Im PwC Experience Consulting schauen wir uns zunächst die komplette 8 an und durchleuchten das komplette Business. Einen spannenden Ansatz finde ich dabei, die ESG als Basis von Veränderung zu sehen. Kurzer Ausflug: Normalerweise werden die ESG-Ziele nur verwendet, um Betriebsabläufe unter die Lupe zu nehmen. Was aber, wenn wir auch das zentrale Geschäftsmodell und Produkte und Services unter ESG-Gesichtspunkten betrachten. 

(Ich bin keine eingefleischte ESG-Expertin, sondern Transformationsexpertin. Aber Ich finde es macht völlig Sinn, Transformation unter den Prämissen der ESG zu vollziehen)

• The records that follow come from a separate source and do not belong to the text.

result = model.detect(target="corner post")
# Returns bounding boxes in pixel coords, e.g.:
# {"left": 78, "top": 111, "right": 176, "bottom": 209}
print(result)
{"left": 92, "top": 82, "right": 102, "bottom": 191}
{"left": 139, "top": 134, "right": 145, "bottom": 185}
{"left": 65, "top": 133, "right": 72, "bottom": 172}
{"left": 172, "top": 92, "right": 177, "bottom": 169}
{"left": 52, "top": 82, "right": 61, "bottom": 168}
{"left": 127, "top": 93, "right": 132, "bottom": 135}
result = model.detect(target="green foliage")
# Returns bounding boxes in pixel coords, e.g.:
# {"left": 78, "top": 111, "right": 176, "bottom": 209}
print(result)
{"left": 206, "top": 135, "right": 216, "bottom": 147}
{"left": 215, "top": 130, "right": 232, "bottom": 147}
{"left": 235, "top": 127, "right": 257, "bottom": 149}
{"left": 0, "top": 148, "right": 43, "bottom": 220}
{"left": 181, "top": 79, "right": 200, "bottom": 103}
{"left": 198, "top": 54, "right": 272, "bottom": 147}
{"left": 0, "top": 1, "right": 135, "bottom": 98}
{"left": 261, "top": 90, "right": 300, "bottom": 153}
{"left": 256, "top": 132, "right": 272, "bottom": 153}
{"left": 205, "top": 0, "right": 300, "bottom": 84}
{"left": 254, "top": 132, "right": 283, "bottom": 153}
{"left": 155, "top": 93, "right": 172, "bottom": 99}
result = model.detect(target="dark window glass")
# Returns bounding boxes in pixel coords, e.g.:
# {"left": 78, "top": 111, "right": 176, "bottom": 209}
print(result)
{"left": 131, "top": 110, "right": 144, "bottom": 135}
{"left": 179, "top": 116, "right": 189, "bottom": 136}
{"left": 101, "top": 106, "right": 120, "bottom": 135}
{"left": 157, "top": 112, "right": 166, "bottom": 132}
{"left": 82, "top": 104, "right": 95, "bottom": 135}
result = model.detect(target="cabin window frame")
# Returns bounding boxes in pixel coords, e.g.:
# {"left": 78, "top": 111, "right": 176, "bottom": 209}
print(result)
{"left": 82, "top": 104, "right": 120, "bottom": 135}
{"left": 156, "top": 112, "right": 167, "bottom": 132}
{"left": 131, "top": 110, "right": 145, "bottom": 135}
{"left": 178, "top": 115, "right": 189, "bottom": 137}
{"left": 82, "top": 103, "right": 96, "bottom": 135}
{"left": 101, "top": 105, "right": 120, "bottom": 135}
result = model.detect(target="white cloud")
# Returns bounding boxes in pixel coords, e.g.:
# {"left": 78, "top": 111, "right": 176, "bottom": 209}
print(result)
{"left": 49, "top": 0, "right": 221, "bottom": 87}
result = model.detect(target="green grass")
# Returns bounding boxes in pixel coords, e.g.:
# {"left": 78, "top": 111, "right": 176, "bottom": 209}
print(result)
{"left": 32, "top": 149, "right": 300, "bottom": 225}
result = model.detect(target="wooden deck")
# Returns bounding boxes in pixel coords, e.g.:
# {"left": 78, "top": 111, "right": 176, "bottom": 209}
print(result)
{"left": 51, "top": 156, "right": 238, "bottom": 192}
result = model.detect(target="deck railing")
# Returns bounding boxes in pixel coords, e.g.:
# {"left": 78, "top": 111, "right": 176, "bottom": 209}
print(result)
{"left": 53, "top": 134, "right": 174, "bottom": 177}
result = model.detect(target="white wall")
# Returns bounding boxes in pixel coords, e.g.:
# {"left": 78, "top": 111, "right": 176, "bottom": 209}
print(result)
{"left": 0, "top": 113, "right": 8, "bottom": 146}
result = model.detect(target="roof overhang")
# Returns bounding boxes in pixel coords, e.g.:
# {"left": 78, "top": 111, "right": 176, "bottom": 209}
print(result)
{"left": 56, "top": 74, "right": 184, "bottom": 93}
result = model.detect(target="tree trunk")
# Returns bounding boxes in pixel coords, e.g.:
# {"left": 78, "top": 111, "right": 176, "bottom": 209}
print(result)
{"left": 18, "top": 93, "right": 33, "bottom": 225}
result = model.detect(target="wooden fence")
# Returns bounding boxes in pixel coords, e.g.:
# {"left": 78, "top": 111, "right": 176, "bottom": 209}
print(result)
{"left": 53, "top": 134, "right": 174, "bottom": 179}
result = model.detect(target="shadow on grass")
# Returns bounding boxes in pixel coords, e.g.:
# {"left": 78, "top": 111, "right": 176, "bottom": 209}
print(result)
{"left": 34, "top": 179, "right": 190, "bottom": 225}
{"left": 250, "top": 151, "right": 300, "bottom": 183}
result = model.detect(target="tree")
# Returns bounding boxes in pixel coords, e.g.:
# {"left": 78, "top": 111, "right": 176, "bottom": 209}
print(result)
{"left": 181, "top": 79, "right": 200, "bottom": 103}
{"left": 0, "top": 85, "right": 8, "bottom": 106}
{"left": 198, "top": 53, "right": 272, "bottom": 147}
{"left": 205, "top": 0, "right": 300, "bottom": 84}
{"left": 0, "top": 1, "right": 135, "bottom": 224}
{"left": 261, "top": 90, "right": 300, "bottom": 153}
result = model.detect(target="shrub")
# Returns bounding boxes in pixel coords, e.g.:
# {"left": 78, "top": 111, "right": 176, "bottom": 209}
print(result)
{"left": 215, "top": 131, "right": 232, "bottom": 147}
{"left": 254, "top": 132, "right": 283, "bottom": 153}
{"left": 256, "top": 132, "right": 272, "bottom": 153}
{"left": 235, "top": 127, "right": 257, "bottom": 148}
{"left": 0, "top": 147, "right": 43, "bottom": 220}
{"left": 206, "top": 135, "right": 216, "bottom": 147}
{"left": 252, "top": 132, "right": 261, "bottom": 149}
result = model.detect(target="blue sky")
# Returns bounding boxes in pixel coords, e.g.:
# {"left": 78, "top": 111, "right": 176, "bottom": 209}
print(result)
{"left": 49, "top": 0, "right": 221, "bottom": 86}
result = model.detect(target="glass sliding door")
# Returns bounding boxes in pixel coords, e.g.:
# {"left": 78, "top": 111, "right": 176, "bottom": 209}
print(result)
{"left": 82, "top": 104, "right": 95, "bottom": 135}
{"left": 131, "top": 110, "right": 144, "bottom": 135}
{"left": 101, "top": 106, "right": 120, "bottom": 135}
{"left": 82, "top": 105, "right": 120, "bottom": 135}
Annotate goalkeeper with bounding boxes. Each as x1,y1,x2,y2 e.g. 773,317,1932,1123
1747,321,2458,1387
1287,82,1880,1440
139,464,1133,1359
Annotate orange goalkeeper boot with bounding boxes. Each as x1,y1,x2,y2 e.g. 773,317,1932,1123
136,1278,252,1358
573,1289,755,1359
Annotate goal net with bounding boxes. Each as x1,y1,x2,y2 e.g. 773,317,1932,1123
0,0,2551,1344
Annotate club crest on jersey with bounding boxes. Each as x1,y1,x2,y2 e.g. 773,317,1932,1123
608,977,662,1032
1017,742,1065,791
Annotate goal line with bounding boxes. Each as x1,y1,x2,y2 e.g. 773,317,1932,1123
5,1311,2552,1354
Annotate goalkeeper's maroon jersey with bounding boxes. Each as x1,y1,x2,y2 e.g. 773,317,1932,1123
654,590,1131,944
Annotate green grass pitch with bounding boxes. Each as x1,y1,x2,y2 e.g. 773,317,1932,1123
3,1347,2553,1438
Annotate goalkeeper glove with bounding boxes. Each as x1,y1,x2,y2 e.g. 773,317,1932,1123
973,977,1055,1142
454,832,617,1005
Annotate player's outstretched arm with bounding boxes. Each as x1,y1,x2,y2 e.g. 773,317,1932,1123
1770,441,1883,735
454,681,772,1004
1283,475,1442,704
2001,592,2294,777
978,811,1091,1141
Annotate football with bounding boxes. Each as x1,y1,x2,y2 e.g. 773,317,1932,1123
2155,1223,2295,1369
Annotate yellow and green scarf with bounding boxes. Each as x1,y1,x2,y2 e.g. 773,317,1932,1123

Wir fragen uns mit unseren Kunden also 3 Fragen: 

E= Environmental: Wie können wir mit Blick auf unseren Planeten wirken und wirtschaften?

S= Social: Welche Systeme unterstützen das Wohlbefinden der Menschen

G= Governmental: Wie kann eine Organisation auf transparente und inklusive Weise geführt werden

Und dann kann es sein, dass man beginnt mit dem E-Faktor, wie man ein Gebäude mit erneuerbarer Energie versorgt, oder mit dem S-Faktor, wie man gleichberechtigten Zugang zu Kommunikation für alle schafft. Oder mit dem G-Faktor, wie man eine gerechte Vergütung sicherstellt…


Etc.pp. 

Die Arbeit mit diesem Raster erlaubt eine sehr umfassende strategische Ausrichtung, deren Umsetzung jedoch in kleineren Schritten erfolgen kann. 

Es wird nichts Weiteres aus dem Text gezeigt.